About 500 people are believed to have died in Nigeria's worst flooding in a decade with a further 1.4 million people displaced from their homes.
The heavy downfalls have hit huge swathes of the country and affected people from all walks of life.
Jude Ekene-Ane is a moto-taxi driver whose business has been badly damaged by the situation
"As a keke [moto-taxi] driver it has affected us," he explains. "It has affected us very very much. Affected me the most especially, because people are no longer living in this area, people have migrated to other places.
"We no longer see passengers carry. It's only these canoe people that are the ones doing the shuttle services.
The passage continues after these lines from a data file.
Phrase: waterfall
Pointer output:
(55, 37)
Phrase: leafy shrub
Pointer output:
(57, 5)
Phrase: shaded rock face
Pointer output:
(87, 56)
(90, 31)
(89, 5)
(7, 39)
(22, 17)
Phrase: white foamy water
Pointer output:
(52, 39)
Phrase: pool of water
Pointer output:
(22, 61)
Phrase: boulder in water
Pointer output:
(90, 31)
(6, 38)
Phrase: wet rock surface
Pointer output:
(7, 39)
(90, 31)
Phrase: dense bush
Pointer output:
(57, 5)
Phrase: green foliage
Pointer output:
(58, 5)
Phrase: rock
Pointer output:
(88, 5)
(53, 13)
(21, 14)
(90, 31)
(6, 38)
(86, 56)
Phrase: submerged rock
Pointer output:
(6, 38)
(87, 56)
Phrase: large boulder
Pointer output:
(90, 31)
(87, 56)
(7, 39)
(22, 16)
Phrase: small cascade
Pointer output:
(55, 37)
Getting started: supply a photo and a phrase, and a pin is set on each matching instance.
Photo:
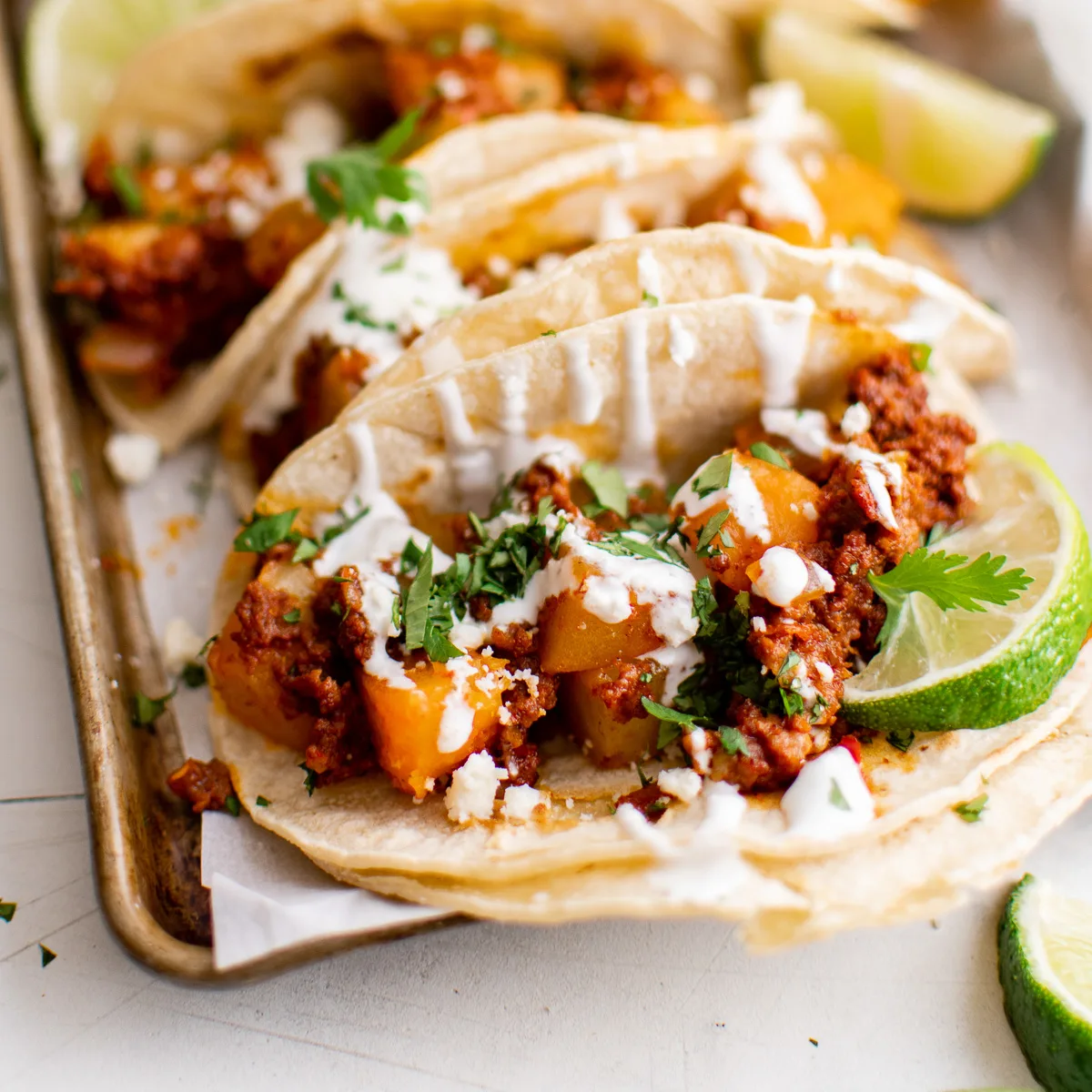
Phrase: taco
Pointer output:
(663, 688)
(507, 241)
(228, 147)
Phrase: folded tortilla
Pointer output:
(578, 861)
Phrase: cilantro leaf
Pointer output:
(350, 181)
(768, 454)
(733, 741)
(971, 811)
(126, 188)
(607, 485)
(836, 797)
(714, 475)
(710, 531)
(415, 601)
(261, 533)
(920, 356)
(949, 581)
(309, 776)
(192, 675)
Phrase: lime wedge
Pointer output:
(1044, 948)
(956, 146)
(965, 670)
(76, 48)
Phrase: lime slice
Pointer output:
(1044, 948)
(956, 146)
(960, 669)
(76, 48)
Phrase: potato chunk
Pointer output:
(458, 703)
(789, 501)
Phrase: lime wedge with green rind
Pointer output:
(76, 48)
(956, 146)
(967, 670)
(1044, 947)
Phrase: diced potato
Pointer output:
(251, 692)
(790, 500)
(610, 741)
(572, 639)
(405, 723)
(857, 200)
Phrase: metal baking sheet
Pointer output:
(114, 562)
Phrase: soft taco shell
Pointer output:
(714, 261)
(924, 869)
(365, 825)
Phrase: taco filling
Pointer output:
(713, 626)
(170, 258)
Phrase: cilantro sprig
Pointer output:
(607, 486)
(949, 581)
(352, 181)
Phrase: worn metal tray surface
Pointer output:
(147, 846)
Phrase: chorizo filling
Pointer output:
(713, 627)
(168, 260)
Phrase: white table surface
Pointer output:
(612, 1005)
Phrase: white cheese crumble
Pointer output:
(132, 457)
(474, 789)
(180, 644)
(520, 803)
(784, 576)
(682, 784)
(856, 420)
(829, 797)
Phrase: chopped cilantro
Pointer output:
(971, 811)
(309, 776)
(126, 188)
(710, 531)
(350, 183)
(949, 581)
(607, 486)
(901, 738)
(147, 711)
(261, 533)
(836, 797)
(714, 475)
(768, 454)
(194, 675)
(733, 741)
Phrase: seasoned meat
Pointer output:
(639, 91)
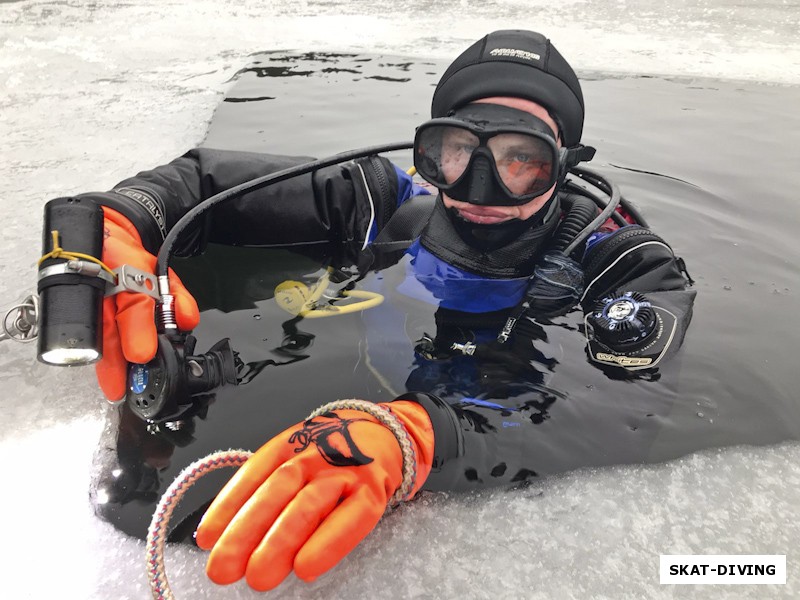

We don't have anything like keke or bus or other vehicles that we'd normally use for transportation."
Floods caused by abundant rains and poor infrastructure have affected vast swathes of the country sparking fears of food shortages and high inflation.
Fuel scarcity has already caused long queues at petrol stations in the capital Abuja this week after tankers were blocked by floods in neighbouring states.
Jude said: "Together with our [neighbours] we paid for over five trips of sand that we would drop along these streets and in front of our yard to stop the flood from entering our house.
"But all to no avail. The whole effort was abortive, it couldn't work because the flood is too much."
Even more heavy rain is expected in the coming weeks and months.
The rainy season typically ends in November in northern states and in December in the south and more damage to people and property is likely before then.